Ein Gastbeitrag von Huschke Mau

Es ist ein Samstag im September. Ich bin extra früh aufgestanden, weil ich zum Sport wollte. Aber das kann ich jetzt knicken, denn vor dem Sport sollte man ein bisschen was essen, und ich krieg jetzt nichts mehr runter. Ein Hoch auf die fatale Angewohnheit, noch vor dem Frühstück in die sozialen Medien zu gucken. Hätte ich mir sparen sollen.

Es ist ein Samstag im September, und ich lese, dass ein Bordellbetreiber, ein verurteilter Menschenhändlermit Kontakten in die organisierte Kriminalität, Prinz Marcus von Sachsen-Anhalt, im Fernsehen aus dem Nähkästchen plaudern darf.

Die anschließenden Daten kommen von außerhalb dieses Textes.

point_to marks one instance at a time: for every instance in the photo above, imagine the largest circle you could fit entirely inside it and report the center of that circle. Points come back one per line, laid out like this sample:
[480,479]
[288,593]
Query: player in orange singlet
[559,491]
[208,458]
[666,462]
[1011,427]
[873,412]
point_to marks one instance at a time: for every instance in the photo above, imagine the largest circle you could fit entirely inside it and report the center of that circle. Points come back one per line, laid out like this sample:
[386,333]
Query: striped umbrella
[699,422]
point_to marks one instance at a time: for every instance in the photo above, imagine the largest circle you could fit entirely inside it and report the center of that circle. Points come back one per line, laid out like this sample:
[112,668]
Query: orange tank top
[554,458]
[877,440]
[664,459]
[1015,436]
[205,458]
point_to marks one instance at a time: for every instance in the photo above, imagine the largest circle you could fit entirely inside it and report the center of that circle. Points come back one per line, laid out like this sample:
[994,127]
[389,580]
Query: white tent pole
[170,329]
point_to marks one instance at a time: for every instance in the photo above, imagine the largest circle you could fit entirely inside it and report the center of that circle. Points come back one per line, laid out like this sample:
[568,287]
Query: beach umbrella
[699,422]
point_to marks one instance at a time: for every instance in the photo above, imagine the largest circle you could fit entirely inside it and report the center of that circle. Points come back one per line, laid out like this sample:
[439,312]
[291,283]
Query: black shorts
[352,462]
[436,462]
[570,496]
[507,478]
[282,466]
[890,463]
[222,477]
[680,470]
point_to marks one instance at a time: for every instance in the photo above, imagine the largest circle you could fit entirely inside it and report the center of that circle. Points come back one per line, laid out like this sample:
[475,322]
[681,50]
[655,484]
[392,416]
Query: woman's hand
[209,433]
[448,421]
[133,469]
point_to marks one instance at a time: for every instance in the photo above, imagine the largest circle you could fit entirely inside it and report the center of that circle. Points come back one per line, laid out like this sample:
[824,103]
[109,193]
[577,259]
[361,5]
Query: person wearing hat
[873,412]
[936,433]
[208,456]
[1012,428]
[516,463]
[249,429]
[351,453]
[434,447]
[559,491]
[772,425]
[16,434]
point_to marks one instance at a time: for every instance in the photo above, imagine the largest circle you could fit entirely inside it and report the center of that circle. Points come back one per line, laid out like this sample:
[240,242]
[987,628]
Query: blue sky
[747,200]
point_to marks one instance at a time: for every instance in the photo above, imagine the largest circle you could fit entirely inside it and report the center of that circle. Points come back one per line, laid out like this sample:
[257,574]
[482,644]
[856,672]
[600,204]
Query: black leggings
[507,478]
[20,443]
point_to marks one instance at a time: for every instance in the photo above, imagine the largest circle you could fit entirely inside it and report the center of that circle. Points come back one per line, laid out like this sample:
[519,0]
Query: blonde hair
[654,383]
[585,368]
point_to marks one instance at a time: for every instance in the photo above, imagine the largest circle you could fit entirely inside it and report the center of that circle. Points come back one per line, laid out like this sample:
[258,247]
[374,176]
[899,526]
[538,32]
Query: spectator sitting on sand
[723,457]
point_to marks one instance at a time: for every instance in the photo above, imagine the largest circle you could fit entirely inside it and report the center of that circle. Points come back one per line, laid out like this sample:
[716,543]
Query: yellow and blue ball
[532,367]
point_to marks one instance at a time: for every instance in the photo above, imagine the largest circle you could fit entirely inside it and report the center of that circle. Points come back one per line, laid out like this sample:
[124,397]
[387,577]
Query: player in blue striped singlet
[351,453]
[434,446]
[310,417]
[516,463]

Darüber, wie reich ihn die Ausbeutung von Frauen gemacht hat. Darüber, wie das so läuft, wenn er Frauen an andere Zuhälter verkauft. Darüber, wie er die Frauen hat 16 Stunden am Tag schaffen lassen und darüber, wie viel Kohle ihm das gebracht hat. Darüber, dass er sich für einen „guten Luden“ hält. Und darüber, wie lustig das ist, dass die Polizei das alles für Sklaverei hält.

Denn in Deutschland, dem Land mit dem liberalsten Prostitutionsgesetz der Welt, haben im Jahr 15 seit Verabschiedung eben jenen Gesetzes Menschenhändler, Zuhälter und Bordellbetreiber nichts weiter zu fürchten. Sie sitzen gelackt und geschniegelt in Talkshows und können sich offen über ihren Job verbreiten, sie sind angesehene Geschäftsmänner und wenn sie Ärger mit der Justiz bekommen, dann höchstens wegen Steuerhinterziehung. Willkommen in einem Land, für dessen Bevölkerung Zuhälter und Menschenhändler nicht verachtens- und ächtenswert, sondern Unterhaltung sind. In der sie als schillernde Vögel durch ihre Bordelle führen dürfen. In der sie Promis sind, deren Knasterfahrung und Nähe zu den Hells Angels höchstens noch als spannend angesehen werden.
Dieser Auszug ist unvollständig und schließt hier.